Research Overview

 

Single-Molecule Localization-based Superresolution

Fluorophores distributed with inter-particle spacing less than 250 nm become difficult to resolve due to diffraction and the overlap of their observed intensity patterns.  In Single-Molecule Localization-based Superresolution (SML-SR), one of many possible methods is used to identify and localize single molecules in a densely labeled sample. If the localization precision is better than the diffraction limit and the density of fluorophores is sufficiently high, a super-resolution image can be constructed from the fluorophore positions. In our earlier work (Lidke, Optics Express, 2005), which was one of the first papers on SML-SR, we showed that only independent fluctuations of fluorophores are needed for enhanced localization of fluorophores clustered below the diffraction limit.  Subsequently, many types of fluorophores and blinking/switching/activation methods have been used to achieve superresolution. The achievable resolution has no hard limit and our group continues to push the limit of what is possible using this concept.

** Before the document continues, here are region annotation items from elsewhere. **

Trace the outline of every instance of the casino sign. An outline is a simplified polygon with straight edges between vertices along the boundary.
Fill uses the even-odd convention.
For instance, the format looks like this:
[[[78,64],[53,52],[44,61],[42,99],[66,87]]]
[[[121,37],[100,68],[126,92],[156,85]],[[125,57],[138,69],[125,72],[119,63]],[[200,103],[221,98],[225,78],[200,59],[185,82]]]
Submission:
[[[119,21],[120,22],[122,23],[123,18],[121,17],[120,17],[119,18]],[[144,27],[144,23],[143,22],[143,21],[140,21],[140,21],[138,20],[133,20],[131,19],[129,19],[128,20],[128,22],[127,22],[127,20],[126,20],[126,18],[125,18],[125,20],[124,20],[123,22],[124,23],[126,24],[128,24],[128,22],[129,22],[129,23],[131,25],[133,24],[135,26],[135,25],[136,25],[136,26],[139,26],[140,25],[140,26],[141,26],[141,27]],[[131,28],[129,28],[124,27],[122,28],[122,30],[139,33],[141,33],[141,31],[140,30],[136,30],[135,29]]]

Multi-Color Single Particle Tracking using Hyperspectral Microscopy

Spectral differences in fluorescence probes allow precise localization of multiple proteins separated at distances much less than the diffraction limit. Using the spectral dimension for separation leaves the time dimension available for tracking dynamics in living cells. The K.A. Lidke lab has developed a high-speed hyperspectral microscope capable of tracking up to eight spectral species of fluorescent quantum dots probes with frame rates up to 30 Hz (Cutler, PLoS One, 2013).

This instrument and analysis methods can measure and quantify protein-protein interactions with a combination of length scales (10 nm), densities (up to 10 proteins/mm2) and speed (>30 Hz) that cannot be achieved with any other currently available method. The instrument is a specific optimization of a hyperspectral microscope (HSM), which collects a broad range of the emission spectrum with high spectral resolution for every spatially sampled volume. The high spectral resolution allows the identification and separation of several species of fluorophores that have distinct emission spectral signatures. We make use of the broad excitation spectra of QDs to allow a single 488 nm laser line to excite all QDs and collect emission from 500 to 750 nm. Spectral multiplexing of up to 8 species of QDs allows single particle tracking techniques to probe and quantify the dynamics of a large class of protein homo and hetero interactions.

Image and Data Analysis

Modern Graphics Processing Units (GPUs) have approximately two orders of magnitude higher floating point performance than that of CPUs.  This is largely due to the massively parallel architecture of such cards - GPUs have hundreds to thousands of processing cores.  The K.A. Lidke lab has developed efficient routines for the estimation of fluorophore positions that run on GPU architecture using NVIDIA's CUDA interface.  Our original work, (Smith, Nature Methods, 2010) was the first to use GPUs for this task and demonstrated a maximum likelihood estimation method that could process 105 particle localizations per second.  Implementations on newer GPUs now achieve over 106 fits per second.  This approach takes the most demanding computational task of superresolution analysis and makes it trivial, removing the need for less accurate approximations in order to achieve reasonable speed. 

GPU computation continues to play a central role in several projects.  In 2011 we extended our analysis to perform multiple-particle fitting, which allows the analysis of higher density data (Huang, Biomedical Optics Express, 2011).  The GPU implementation of this approach allows analysis of typical data sets to complete in a few minutes.   A variant of this multi-emitter estimation task is used for the analysis of multi-color SPT data collected by our high-speed hyperspectral microscope.  GPU computation is essential for our approach to using realistic point-spread-functions for 3D superresolution (Liu, Optics Express, 2013).